Escrevi um livro por ser apaixonada pela escrita. Quem escreveu o livro não foi a prostituta, mas a pessoa que é apaixonada pelos livros, porque, apenas enquanto “prostituta” escrever não é uma das minhas funções, não é “pré-requisito”. Quando recebi o convite para vir trabalhar num bordel em Portugal, não me fizeram nenhum tipo de exame – nem teórico nem prático – muito menos pediram para desenvolver uma redacção sobre o tema, de forma que assim pudesse ser seleccionada para ser prostituta.

Se você é médico e escreve um livro, quem escreve o livro não é o médico, mas a pessoa que é apaixonada pela escrita ou que quer usar a escrita como meio de informação, e, claro, o facto de ser médico apenas ajuda no facto de poder ter bagagem teórica e prática para poder falar no assunto na primeira pessoa.

Conheço muita gente que ficaria deslumbrada facilmente, ou pessoas que seriam capazes de aceitar qualquer tipo de proposta que conferisse algum “status”. Não sendo tão simples publicar um livro por uma boa Editora, essas pessoas com certeza aceitariam uma proposta de publicar um livro… mesmo se nunca tivessem escrito mais do que meia dúzia de frases, mesmo que, na verdade, nem gostassem de escrever, mesmo que a escrita fosse para eles uma espécie de tortura.

Eu poderia, simplesmente, publicar um livro de fotografias, caso a minha paixão fosse a fotografia. Poderia ter resolvido aceitar as propostas que recebi para fazer filmes pornográficos, mas a minha paixão também não é esta. Se resolvi publicar um livro com texto, é apenas porque a escrita que é a minha paixão, tão simples quanto isso. Com prazer aceitaria escrever as notas das fotografias, ou o guião de um filme, mas não me sentiria encantada por participar neles de uma forma passiva - quando sou apenas o objecto do trabalho alheio - quando a minha paixão é outra, quando “a minha praia” é outra.
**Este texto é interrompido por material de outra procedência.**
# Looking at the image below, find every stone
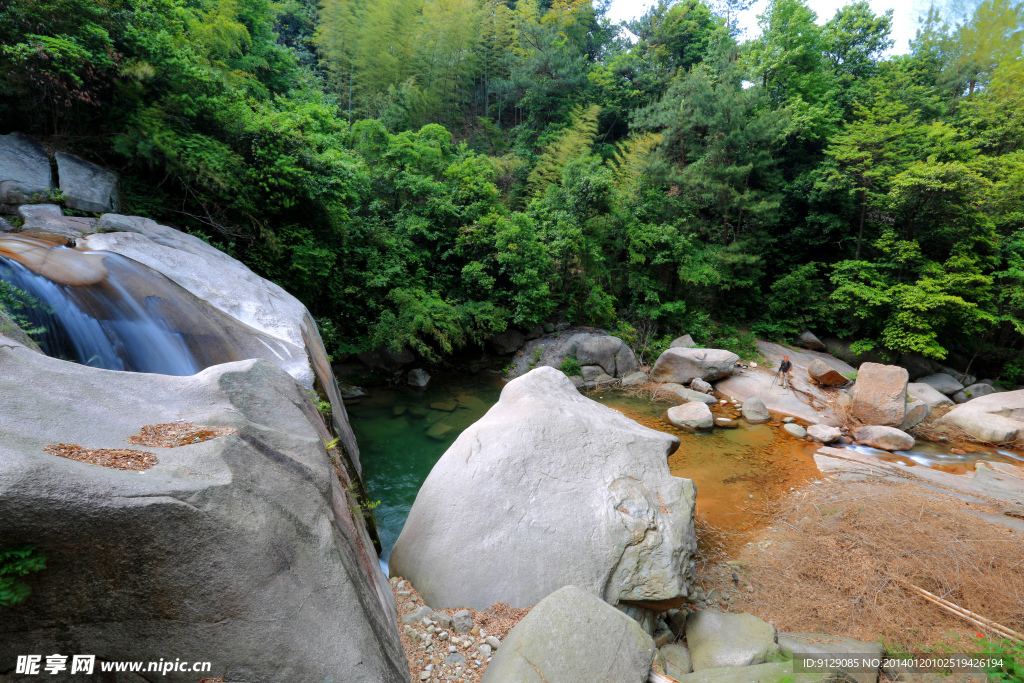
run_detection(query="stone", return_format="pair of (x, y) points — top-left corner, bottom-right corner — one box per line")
(452, 609), (473, 633)
(853, 425), (915, 451)
(782, 422), (807, 438)
(906, 382), (954, 408)
(666, 401), (715, 431)
(807, 358), (850, 386)
(915, 373), (964, 396)
(658, 643), (693, 678)
(686, 609), (778, 672)
(690, 377), (715, 393)
(940, 389), (1024, 443)
(0, 132), (53, 213)
(54, 152), (121, 213)
(807, 425), (843, 443)
(389, 368), (696, 614)
(952, 382), (995, 403)
(0, 352), (409, 683)
(650, 346), (739, 384)
(739, 396), (771, 425)
(797, 330), (825, 351)
(623, 373), (647, 387)
(406, 368), (430, 389)
(899, 400), (932, 431)
(481, 586), (655, 683)
(850, 362), (908, 427)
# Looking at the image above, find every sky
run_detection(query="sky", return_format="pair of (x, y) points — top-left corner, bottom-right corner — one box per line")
(608, 0), (927, 54)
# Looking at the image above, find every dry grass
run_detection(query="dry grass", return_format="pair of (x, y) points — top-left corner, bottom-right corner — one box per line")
(706, 481), (1024, 651)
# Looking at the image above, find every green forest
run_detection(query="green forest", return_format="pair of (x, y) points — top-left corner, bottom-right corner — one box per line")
(0, 0), (1024, 374)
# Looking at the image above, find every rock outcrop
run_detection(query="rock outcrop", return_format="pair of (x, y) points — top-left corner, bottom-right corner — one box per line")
(482, 586), (655, 683)
(941, 390), (1024, 443)
(650, 346), (739, 384)
(850, 362), (909, 427)
(390, 368), (696, 611)
(0, 338), (409, 683)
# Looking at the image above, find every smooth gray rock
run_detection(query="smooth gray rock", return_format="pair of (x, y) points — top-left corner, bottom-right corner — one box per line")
(850, 362), (908, 427)
(853, 425), (916, 451)
(906, 382), (954, 408)
(797, 330), (825, 351)
(915, 373), (964, 396)
(666, 400), (715, 431)
(0, 132), (53, 208)
(406, 368), (430, 389)
(952, 382), (995, 403)
(941, 389), (1024, 443)
(669, 335), (696, 348)
(0, 350), (409, 683)
(390, 368), (696, 609)
(686, 609), (778, 672)
(481, 586), (655, 683)
(650, 347), (739, 384)
(54, 152), (121, 213)
(807, 425), (843, 443)
(739, 396), (771, 425)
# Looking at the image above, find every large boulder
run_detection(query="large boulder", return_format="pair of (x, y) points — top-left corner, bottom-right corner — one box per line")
(0, 338), (409, 683)
(0, 133), (53, 214)
(481, 586), (655, 683)
(650, 346), (739, 384)
(915, 373), (964, 396)
(941, 390), (1024, 443)
(390, 368), (696, 611)
(850, 362), (908, 427)
(686, 609), (778, 672)
(54, 152), (121, 213)
(853, 425), (915, 451)
(906, 382), (954, 409)
(807, 358), (850, 386)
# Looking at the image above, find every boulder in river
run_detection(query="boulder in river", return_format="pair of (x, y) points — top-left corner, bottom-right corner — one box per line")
(482, 586), (655, 683)
(54, 152), (121, 213)
(650, 346), (739, 384)
(850, 362), (907, 427)
(853, 425), (915, 451)
(915, 373), (964, 396)
(0, 337), (409, 683)
(0, 133), (53, 214)
(390, 368), (696, 614)
(941, 390), (1024, 443)
(666, 400), (715, 431)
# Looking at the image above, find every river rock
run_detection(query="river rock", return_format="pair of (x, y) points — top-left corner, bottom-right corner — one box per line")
(481, 586), (655, 683)
(906, 382), (954, 408)
(941, 390), (1024, 443)
(490, 329), (526, 355)
(0, 133), (53, 214)
(0, 348), (409, 683)
(686, 609), (778, 672)
(900, 400), (932, 431)
(807, 425), (843, 443)
(850, 362), (907, 427)
(54, 152), (121, 213)
(853, 425), (915, 451)
(915, 373), (964, 396)
(952, 382), (995, 403)
(666, 401), (715, 431)
(739, 396), (771, 425)
(807, 358), (850, 386)
(797, 330), (825, 351)
(406, 368), (430, 389)
(650, 347), (739, 384)
(390, 368), (696, 614)
(669, 335), (696, 348)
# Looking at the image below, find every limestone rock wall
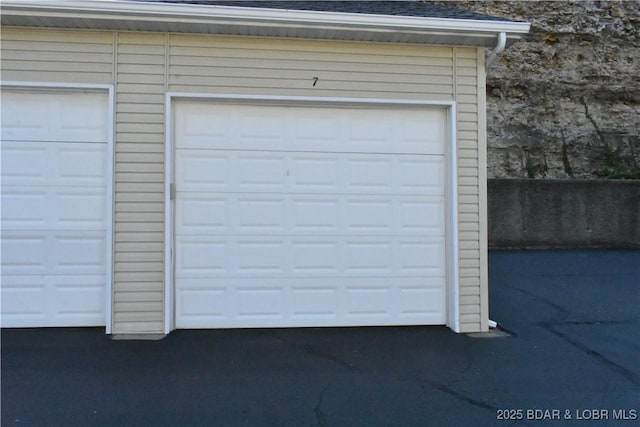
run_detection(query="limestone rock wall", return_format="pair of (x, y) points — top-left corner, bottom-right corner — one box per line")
(436, 0), (640, 179)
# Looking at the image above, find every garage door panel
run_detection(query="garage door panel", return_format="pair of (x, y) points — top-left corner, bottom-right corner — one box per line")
(175, 102), (446, 155)
(0, 144), (50, 186)
(2, 185), (107, 232)
(2, 231), (106, 278)
(174, 102), (447, 328)
(176, 149), (445, 195)
(2, 140), (107, 189)
(176, 235), (446, 279)
(176, 277), (445, 328)
(2, 275), (105, 328)
(176, 192), (445, 236)
(2, 91), (109, 143)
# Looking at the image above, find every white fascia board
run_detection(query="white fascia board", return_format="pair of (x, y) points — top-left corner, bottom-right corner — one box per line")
(0, 0), (530, 45)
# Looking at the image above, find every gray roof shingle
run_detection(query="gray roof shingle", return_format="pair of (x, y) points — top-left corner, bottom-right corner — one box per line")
(138, 0), (511, 22)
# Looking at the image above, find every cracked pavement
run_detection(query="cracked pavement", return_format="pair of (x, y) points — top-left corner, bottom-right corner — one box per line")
(1, 250), (640, 427)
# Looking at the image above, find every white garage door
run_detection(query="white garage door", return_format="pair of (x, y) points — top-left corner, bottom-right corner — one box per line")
(174, 101), (447, 328)
(2, 90), (109, 327)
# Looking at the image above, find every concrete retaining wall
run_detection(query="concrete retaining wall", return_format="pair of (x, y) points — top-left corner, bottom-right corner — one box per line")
(488, 179), (640, 249)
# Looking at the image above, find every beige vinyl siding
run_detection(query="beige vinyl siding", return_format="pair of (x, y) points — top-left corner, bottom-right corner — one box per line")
(113, 32), (166, 333)
(169, 35), (453, 100)
(455, 47), (486, 332)
(1, 27), (486, 334)
(0, 27), (113, 84)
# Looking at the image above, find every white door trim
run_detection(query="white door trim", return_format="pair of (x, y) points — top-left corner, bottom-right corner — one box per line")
(164, 92), (460, 334)
(0, 81), (115, 334)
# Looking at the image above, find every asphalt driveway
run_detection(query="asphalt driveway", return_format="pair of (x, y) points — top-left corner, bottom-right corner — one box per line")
(1, 250), (640, 426)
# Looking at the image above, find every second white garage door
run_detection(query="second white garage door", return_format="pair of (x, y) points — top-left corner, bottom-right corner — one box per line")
(174, 101), (447, 328)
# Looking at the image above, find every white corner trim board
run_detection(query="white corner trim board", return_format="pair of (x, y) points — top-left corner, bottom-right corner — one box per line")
(165, 93), (459, 333)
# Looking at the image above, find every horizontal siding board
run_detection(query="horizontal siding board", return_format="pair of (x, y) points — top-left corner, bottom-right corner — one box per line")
(2, 39), (113, 53)
(115, 251), (164, 262)
(169, 72), (452, 94)
(115, 212), (164, 222)
(115, 222), (164, 232)
(117, 81), (164, 93)
(116, 104), (164, 114)
(115, 261), (164, 273)
(169, 34), (452, 56)
(2, 59), (113, 76)
(117, 111), (164, 123)
(115, 242), (164, 254)
(2, 70), (113, 84)
(114, 271), (164, 287)
(114, 291), (164, 303)
(170, 55), (453, 76)
(116, 202), (164, 213)
(116, 132), (164, 145)
(116, 163), (164, 173)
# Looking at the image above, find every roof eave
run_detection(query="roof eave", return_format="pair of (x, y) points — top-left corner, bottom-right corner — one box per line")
(0, 0), (530, 47)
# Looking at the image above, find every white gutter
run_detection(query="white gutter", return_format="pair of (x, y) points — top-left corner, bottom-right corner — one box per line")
(485, 32), (507, 70)
(0, 0), (529, 45)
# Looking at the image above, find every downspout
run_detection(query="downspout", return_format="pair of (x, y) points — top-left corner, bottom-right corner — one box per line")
(485, 32), (507, 69)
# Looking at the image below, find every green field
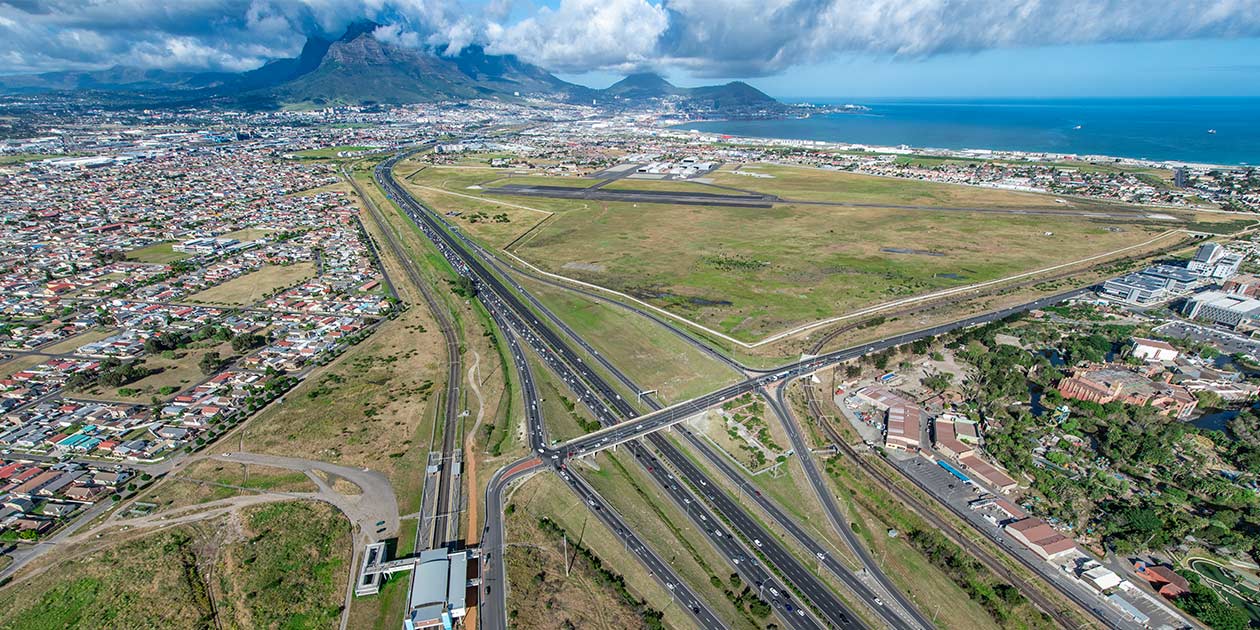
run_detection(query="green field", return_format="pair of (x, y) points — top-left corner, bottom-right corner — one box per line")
(127, 238), (192, 265)
(484, 175), (600, 188)
(407, 160), (1209, 340)
(709, 164), (1154, 210)
(0, 503), (350, 630)
(294, 145), (378, 160)
(186, 262), (315, 306)
(604, 178), (743, 194)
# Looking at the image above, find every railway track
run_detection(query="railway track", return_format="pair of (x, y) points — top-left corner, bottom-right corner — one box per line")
(341, 163), (462, 549)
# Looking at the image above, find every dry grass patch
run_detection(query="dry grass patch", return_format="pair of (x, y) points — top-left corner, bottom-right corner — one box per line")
(241, 307), (442, 513)
(185, 262), (315, 306)
(0, 501), (350, 630)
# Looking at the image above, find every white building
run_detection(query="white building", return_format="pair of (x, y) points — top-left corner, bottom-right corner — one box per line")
(1133, 336), (1181, 362)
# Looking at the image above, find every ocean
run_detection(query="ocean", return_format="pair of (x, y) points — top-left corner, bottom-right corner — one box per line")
(675, 97), (1260, 165)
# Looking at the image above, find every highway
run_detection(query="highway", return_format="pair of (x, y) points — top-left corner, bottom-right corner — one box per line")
(341, 166), (464, 549)
(546, 289), (1089, 457)
(375, 156), (858, 627)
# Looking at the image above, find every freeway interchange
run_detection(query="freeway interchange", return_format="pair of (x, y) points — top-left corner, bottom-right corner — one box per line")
(373, 154), (1103, 630)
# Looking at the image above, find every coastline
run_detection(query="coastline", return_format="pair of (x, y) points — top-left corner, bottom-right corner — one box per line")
(660, 118), (1239, 170)
(660, 100), (1260, 169)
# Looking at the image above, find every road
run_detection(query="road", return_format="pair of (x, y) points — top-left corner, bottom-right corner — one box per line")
(375, 152), (841, 627)
(341, 166), (464, 549)
(554, 289), (1089, 457)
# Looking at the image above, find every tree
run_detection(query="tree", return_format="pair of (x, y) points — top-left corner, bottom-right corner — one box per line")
(197, 350), (223, 375)
(232, 333), (267, 354)
(924, 370), (954, 393)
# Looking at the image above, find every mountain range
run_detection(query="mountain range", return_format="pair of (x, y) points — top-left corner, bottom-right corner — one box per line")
(0, 21), (777, 110)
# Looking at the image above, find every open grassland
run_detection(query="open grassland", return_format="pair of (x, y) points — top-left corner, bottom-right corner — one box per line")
(186, 262), (315, 306)
(604, 178), (743, 194)
(513, 199), (1166, 340)
(481, 175), (600, 188)
(137, 460), (319, 512)
(390, 157), (1232, 340)
(77, 344), (232, 403)
(241, 307), (442, 514)
(39, 328), (118, 354)
(0, 501), (350, 630)
(519, 278), (738, 403)
(495, 475), (694, 630)
(219, 228), (272, 241)
(294, 145), (377, 160)
(127, 238), (192, 265)
(709, 164), (1154, 210)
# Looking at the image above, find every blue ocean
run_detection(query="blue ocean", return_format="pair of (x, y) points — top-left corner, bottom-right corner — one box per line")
(678, 97), (1260, 165)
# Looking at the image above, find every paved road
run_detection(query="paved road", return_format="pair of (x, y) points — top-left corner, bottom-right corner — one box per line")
(544, 289), (1089, 457)
(378, 153), (826, 627)
(341, 161), (464, 551)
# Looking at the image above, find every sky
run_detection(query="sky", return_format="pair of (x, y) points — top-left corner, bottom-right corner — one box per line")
(0, 0), (1260, 100)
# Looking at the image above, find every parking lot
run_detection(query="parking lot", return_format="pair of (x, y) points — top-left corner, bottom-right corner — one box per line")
(888, 456), (1183, 629)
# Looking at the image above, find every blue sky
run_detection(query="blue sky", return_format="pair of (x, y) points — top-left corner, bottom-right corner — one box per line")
(7, 0), (1260, 100)
(563, 38), (1260, 98)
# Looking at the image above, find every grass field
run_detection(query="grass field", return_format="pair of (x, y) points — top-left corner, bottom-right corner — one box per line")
(0, 503), (350, 630)
(395, 158), (1216, 341)
(294, 145), (377, 160)
(520, 278), (738, 403)
(139, 460), (319, 512)
(0, 154), (69, 166)
(127, 243), (192, 265)
(219, 228), (272, 241)
(185, 262), (315, 306)
(242, 309), (442, 514)
(509, 475), (710, 630)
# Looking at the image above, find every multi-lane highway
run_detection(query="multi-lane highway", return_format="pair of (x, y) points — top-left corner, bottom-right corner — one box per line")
(556, 289), (1089, 457)
(377, 148), (1108, 627)
(374, 152), (740, 630)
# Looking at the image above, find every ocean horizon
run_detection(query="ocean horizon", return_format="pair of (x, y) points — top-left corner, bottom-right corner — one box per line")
(674, 97), (1260, 165)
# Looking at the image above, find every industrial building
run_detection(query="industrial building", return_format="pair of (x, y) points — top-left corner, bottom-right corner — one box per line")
(1103, 265), (1200, 305)
(1186, 243), (1242, 280)
(403, 549), (469, 630)
(1182, 291), (1260, 328)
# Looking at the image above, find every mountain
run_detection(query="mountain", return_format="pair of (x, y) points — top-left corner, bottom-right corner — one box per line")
(0, 21), (776, 110)
(600, 72), (779, 110)
(265, 23), (590, 105)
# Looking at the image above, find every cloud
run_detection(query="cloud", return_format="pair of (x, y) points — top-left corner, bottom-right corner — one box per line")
(0, 0), (1260, 76)
(489, 0), (669, 72)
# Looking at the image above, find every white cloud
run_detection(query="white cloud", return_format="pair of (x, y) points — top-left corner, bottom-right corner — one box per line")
(0, 0), (1260, 76)
(488, 0), (669, 71)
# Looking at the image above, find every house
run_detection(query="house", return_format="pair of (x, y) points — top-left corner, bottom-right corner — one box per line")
(1130, 336), (1181, 362)
(1005, 517), (1076, 561)
(1058, 364), (1198, 420)
(853, 386), (924, 451)
(1133, 561), (1189, 600)
(932, 413), (975, 459)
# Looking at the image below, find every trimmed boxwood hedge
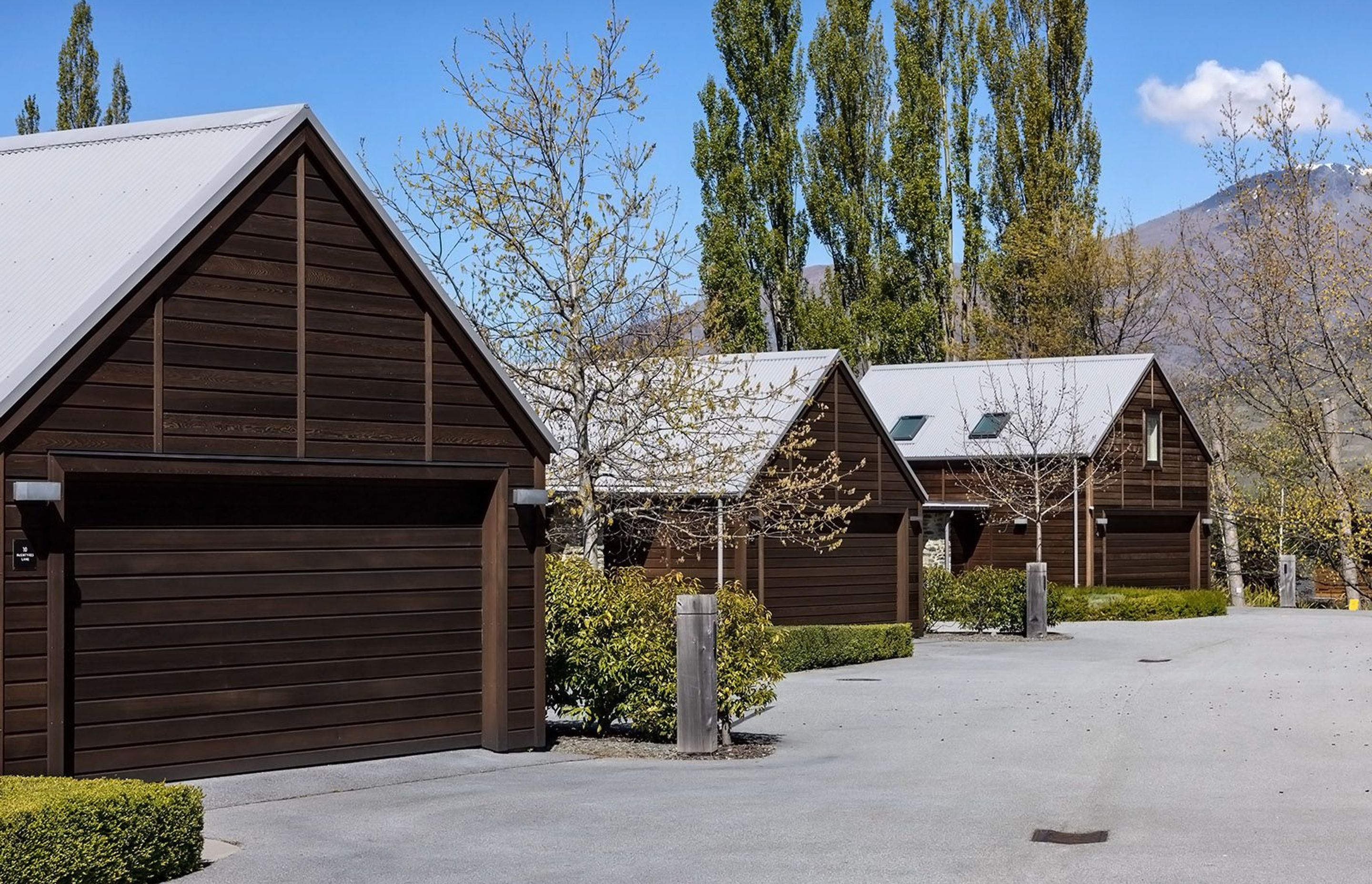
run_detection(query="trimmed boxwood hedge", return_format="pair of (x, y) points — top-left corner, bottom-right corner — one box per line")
(775, 623), (914, 673)
(1051, 585), (1229, 621)
(0, 777), (204, 884)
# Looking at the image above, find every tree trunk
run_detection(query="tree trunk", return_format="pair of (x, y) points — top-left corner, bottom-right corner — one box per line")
(582, 486), (605, 570)
(1322, 400), (1362, 601)
(1211, 427), (1243, 608)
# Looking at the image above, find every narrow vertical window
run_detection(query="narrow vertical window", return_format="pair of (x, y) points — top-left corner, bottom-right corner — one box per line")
(1143, 412), (1162, 467)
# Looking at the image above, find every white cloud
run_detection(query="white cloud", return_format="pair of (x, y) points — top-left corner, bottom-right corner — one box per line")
(1139, 60), (1360, 141)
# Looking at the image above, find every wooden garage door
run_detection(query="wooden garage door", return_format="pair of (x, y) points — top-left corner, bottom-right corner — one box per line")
(763, 515), (915, 626)
(67, 481), (488, 777)
(1096, 513), (1194, 587)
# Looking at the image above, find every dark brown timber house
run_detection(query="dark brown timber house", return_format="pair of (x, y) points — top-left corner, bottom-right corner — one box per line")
(0, 106), (553, 778)
(863, 354), (1211, 587)
(606, 350), (926, 630)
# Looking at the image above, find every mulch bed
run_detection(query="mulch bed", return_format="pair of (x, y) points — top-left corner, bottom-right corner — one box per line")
(918, 633), (1071, 641)
(547, 722), (781, 762)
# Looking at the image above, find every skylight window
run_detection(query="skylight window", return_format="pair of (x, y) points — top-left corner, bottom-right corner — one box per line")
(967, 412), (1010, 439)
(890, 414), (929, 442)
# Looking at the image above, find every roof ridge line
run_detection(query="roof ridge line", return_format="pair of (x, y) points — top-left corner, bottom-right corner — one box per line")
(0, 118), (280, 157)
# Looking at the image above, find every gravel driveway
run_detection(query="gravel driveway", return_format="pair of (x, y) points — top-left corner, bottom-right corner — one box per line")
(193, 610), (1372, 884)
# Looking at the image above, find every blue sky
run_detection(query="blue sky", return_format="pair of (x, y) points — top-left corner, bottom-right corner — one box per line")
(0, 0), (1372, 261)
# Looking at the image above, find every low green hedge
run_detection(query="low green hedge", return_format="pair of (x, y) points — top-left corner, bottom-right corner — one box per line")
(775, 623), (914, 673)
(0, 777), (204, 884)
(1051, 585), (1229, 621)
(925, 568), (1070, 635)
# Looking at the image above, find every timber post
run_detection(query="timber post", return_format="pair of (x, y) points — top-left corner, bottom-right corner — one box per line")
(1025, 562), (1048, 638)
(1277, 556), (1295, 608)
(676, 593), (719, 755)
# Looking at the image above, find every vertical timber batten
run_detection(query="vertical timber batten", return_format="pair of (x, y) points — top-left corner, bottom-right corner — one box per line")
(424, 310), (434, 464)
(896, 509), (909, 623)
(152, 297), (166, 454)
(295, 151), (306, 457)
(42, 454), (69, 777)
(482, 470), (507, 752)
(534, 457), (547, 748)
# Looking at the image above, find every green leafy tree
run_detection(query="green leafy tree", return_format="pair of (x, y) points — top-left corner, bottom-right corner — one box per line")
(104, 60), (133, 126)
(978, 0), (1100, 355)
(58, 0), (100, 129)
(890, 0), (954, 341)
(692, 0), (809, 352)
(14, 95), (39, 134)
(890, 0), (985, 354)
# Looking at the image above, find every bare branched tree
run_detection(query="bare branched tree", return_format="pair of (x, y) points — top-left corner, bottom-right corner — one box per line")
(1093, 220), (1177, 353)
(362, 12), (872, 562)
(959, 360), (1125, 562)
(1181, 82), (1372, 599)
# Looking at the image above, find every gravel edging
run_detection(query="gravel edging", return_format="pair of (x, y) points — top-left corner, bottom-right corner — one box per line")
(915, 633), (1071, 645)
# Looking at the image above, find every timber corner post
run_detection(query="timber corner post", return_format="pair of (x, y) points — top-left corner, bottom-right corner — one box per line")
(1277, 556), (1295, 608)
(1025, 562), (1048, 638)
(676, 593), (719, 755)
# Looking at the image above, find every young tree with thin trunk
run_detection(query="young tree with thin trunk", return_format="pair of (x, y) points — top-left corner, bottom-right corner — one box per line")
(363, 17), (867, 563)
(959, 360), (1128, 562)
(1181, 82), (1372, 600)
(692, 0), (809, 353)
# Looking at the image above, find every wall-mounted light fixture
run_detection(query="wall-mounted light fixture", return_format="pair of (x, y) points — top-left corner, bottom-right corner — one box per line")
(510, 489), (547, 506)
(14, 482), (62, 504)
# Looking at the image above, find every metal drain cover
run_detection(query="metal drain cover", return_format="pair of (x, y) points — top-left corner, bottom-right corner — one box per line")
(1029, 829), (1110, 844)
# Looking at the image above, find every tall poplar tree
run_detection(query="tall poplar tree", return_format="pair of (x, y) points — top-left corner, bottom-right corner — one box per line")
(14, 95), (39, 134)
(804, 0), (893, 308)
(58, 0), (100, 129)
(978, 0), (1100, 357)
(890, 0), (954, 328)
(890, 0), (985, 354)
(104, 60), (133, 126)
(978, 0), (1100, 235)
(692, 0), (809, 352)
(14, 0), (133, 134)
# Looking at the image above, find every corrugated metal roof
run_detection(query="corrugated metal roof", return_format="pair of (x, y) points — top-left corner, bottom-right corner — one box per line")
(862, 353), (1154, 460)
(0, 104), (555, 448)
(584, 350), (929, 500)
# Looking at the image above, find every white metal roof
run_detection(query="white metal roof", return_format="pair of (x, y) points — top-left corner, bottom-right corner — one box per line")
(0, 104), (555, 445)
(584, 350), (929, 500)
(862, 353), (1154, 460)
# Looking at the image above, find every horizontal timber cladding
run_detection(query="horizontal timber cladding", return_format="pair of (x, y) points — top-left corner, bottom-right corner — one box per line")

Mas não sou assim tão ingénua, e sei que, apesar de não ter escrito o livro apenas em função de ser prostituta, que o facto de o ser ajudou bastante para conseguir publicá-lo. Sei que o sexo é sempre um tema actual, e que o facto de poder ter a tal “bagagem” para falar sobre isso facilita um pouco – ou bastante.

Eu sabia que um dia receberia propostas de publicar um livro “em carreira solo”, mas não seria já. E isso, sinceramente, não seria o pior dos meus pesadelos, não ia ser infeliz se ao invés de conseguir publicar o meu livro agora só o fosse publicar dentro de 30 anos. Porque, apesar de hoje reconhecer o quão grande é a alegria de ver o meu livro nas livrarias, de receber o feedback das pessoas, etc., o prazer da escrita, o prazer de escrever o livro antes de chegar até mesmo às Editoras não foi menor. Durante esses 30 anos, enquanto não publicasse o meu livro, não deixaria de escrever um único dia, não me sentiria desmotivada segundo algum, apenas perceberia que vivi 30 anos de intenso prazer.

Antes do blog – e isso todos os meus clientes que me acompanham desde aquela altura sabem – cheguei a pensar em publicar o meu livro por conta própria. Por que publicá-lo agora e não dentro de 30 anos? Porque as informações que o meu material tinha eram muito actuais, e receei que parte do seu conteúdo não tivesse muita validade daqui a 30 anos. Alguém sabe me dizer como será visto o sexo em 2030, como a sociedade o vai encarar, como será o nosso comportamento? Hoje há até quem faça sexo com os pulsos. Eu, particularmente, não consigo ver muita graça nisso, mas quem pode me garantir que, dentro de 30 anos, o sexo que descrevo, o sexo que conheço, e inclusive o prazer que conheço, não possa ser algo completamente monótono perto da “nova realidade”?

Se eu me considerasse uma escritora, poderia dizer que tenho mais anos enquanto escritora do que enquanto prostituta, porque a paixão pela escrita, que motivou a sua prática, começou muito antes de ser prostituta e não condicionada por esse facto.